Pourquoi ? Les assureurs cyber sont ultra-méfiants. Ils ne couvrent que les boîtes qui cochent une liste stricte de pratiques sécurisées. C’est comme un label, mais avec de l’argent en jeu.
Ce qu’il faut : Demandez une preuve d’assurance cyber à jour et un engagement écrit pour la maintenir tout le contrat. Pas de preuve ou résistance ? Soupçon légitime.
Depuis quelques années, les exigences ont explosé. Certains petits MSP ont perdu leur couverture. Ceux qui l’ont gardée suivent les meilleures pratiques actuelles.
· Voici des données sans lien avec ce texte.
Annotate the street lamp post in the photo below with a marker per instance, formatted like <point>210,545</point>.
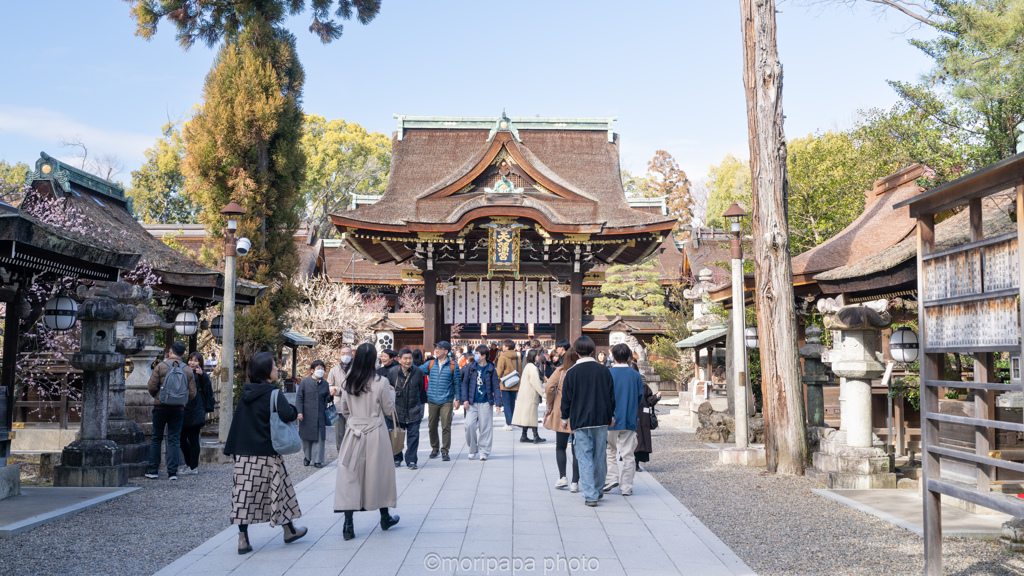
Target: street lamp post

4. Identifiez leur pile technologique de base
C’est la discussion sur leur quotidien opérationnel.
La plupart des MSP s’appuient sur des outils PSA (automatisation des services pros) et RMM (surveillance et gestion à distance). Ces systèmes gèrent vos tickets, surveillent vos infrastructures et leurs propres process. Vous devez savoir ce qu’ils utilisent, car :
Tous les outils ne se valent pas. Certains excellent en sécurité et rapports.
Ça impacte votre quotidien. Un outil bancal, et chaque ticket devient un calvaire.
Ça reflète leur sérieux. Les investissements en outils solides indiquent un pro.
Demandez précisément leurs PSA et RMM. Vagues ou évasifs ? Inquiétant. Un MSP compétent assume ses choix.
5. Vérifiez les références, mais avec les bonnes questions
Les références fournies par un MSP sont forcément positives. Normal. Mais on peut en tirer beaucoup en interrogeant bien.
Cette dernière question est décisive. L’écart entre promesse et réalité en dit long.
6. Voyez loin : croissance et évolutivité
Beaucoup choisissent un MSP pour l’instant T, sans anticiper l’expansion.
Questionnez-les sur :
Comment gérez-vous notre croissance ?
Et si on a besoin de services spécialisés hors cœur de métier ?
Comment évoluent vos tarifs si notre infra change ?
Peut-on sortir facilement du contrat ? Oui, posez-la.
Transparence et assurance sur ces points ? Bon signe. Défense sur les clauses de sortie ? Danger.
La vraie question derrière tout ça
En creusant personnes, culture, outils, assurance et références, vous testez une seule chose essentielle :
Puis-je confier un enjeu critique de mon business à cette entreprise ?
Le prix compte. Les fonctionnalités aussi. Mais la confiance prime. Elle naît de la transparence, de la compétence et d’un vrai engagement client.
Lors de votre prochaine sélection MSP, zappez les tableaux Excel. Lancez des échanges vrais. Posez des questions dures. Rencontrez les humains en question. Vérifiez l’assurance. Jaugez la culture.
Celles qui font ça choisissent mieux. Et gagnent en sécurité, réactivité et nuits tranquilles.